Using radiocarbon dating methods, the team, which includes UC Irvine's Susan Trumbore, found that up to half of all trees greater than 10 centimeters in diameter are more than 300 years old. Some of the trees, Trumbore said, are as much as 750 to 1,000 years old. Study results appear in the online early edition of the Proceedings of the National Academy of Sciences.
"Little was known about the age of tropical trees, because they do not have easily identified annual growth rings," added Trumbore, a professor of Earth system science. "No one had thought these tropical trees could be so old, or that they grow so slowly."
And for Trumbore, who studies how forests and the atmosphere exchange carbon, these discoveries can have implications for the role the Amazon plays in determining global carbon dioxide levels. Carbon dioxide is a greenhouse gas implicated in accelerated global warming and the focus of international efforts to curb its atmospheric levels.
Because their trees are old and slow-growing, the Amazon forests, which contain about a third of all carbon found in land vegetation, have less capacity to absorb atmospheric carbon than previous studies have predicted.
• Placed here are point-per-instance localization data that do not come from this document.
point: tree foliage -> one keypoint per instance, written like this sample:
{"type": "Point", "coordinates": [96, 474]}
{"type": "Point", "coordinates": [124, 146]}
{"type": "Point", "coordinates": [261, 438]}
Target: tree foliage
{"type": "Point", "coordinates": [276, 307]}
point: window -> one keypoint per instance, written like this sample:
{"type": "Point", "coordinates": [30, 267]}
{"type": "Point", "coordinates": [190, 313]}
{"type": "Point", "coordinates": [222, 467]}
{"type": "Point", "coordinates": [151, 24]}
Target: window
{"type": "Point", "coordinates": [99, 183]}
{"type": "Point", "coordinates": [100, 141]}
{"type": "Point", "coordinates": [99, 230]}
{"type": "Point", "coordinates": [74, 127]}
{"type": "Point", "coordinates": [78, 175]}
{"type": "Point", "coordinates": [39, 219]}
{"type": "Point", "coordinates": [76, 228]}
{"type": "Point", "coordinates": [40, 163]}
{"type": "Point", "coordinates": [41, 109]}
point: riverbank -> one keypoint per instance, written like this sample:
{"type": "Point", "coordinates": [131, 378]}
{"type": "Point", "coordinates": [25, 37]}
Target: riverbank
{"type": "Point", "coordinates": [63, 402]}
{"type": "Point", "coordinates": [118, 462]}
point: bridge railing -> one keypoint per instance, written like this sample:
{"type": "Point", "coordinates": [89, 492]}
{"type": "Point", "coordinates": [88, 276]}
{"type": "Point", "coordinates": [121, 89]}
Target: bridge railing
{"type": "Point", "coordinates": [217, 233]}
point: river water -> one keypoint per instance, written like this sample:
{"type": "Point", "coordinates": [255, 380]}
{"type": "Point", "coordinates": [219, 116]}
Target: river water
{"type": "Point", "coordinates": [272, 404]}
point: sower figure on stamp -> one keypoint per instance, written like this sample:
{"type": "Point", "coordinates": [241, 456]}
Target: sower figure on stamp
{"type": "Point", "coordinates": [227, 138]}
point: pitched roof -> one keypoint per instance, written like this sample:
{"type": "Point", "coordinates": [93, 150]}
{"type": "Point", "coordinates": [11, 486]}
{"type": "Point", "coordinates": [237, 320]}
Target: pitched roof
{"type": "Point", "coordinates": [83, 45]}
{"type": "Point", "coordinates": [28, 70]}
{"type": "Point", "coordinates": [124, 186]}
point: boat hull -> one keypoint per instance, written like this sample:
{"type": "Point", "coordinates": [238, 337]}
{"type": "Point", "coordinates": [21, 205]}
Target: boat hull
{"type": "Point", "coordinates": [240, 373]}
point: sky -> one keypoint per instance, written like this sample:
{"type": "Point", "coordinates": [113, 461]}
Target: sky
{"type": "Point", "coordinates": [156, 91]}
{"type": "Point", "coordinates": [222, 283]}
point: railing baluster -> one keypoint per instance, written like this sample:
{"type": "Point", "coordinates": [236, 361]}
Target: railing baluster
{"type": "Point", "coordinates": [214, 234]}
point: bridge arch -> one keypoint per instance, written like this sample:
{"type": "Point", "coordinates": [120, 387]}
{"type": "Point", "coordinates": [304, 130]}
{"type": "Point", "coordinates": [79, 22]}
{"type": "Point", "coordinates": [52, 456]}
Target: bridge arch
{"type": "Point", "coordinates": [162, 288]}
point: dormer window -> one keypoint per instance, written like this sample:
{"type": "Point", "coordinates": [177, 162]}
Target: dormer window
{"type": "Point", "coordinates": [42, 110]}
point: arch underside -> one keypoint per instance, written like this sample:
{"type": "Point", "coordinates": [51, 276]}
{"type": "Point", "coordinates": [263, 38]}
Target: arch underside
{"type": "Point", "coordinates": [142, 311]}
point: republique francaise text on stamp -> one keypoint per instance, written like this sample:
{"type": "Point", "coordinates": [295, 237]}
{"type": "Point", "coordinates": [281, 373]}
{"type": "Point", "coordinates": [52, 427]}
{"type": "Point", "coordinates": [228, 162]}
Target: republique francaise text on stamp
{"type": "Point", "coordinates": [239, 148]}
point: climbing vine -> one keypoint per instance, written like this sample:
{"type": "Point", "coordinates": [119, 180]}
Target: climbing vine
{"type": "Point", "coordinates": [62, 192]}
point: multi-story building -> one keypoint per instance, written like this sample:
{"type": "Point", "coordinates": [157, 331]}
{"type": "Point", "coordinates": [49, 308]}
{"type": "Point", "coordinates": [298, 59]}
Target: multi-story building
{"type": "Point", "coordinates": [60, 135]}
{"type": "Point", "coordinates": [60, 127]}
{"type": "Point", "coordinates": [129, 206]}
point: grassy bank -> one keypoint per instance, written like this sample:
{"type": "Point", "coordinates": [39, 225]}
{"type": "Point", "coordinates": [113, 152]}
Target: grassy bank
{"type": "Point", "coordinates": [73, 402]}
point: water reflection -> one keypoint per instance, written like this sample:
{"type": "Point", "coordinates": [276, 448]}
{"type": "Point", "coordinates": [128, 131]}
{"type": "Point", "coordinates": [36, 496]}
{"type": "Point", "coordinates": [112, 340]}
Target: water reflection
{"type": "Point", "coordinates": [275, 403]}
Although some of the largest trees also grow the fastest and can take up carbon quickly, the vast majority of the Amazon trees grow slowly.
"In the Central Amazon, where we found the slowest growing trees, the rates of carbon uptake are roughly half what is predicted by current global carbon cycle models," Trumbore said. "As a result, those models -- which are used by scientists to understand how carbon flows through the Earth system -- may be overestimating the forests' capacity to remove carbon dioxide from the atmosphere."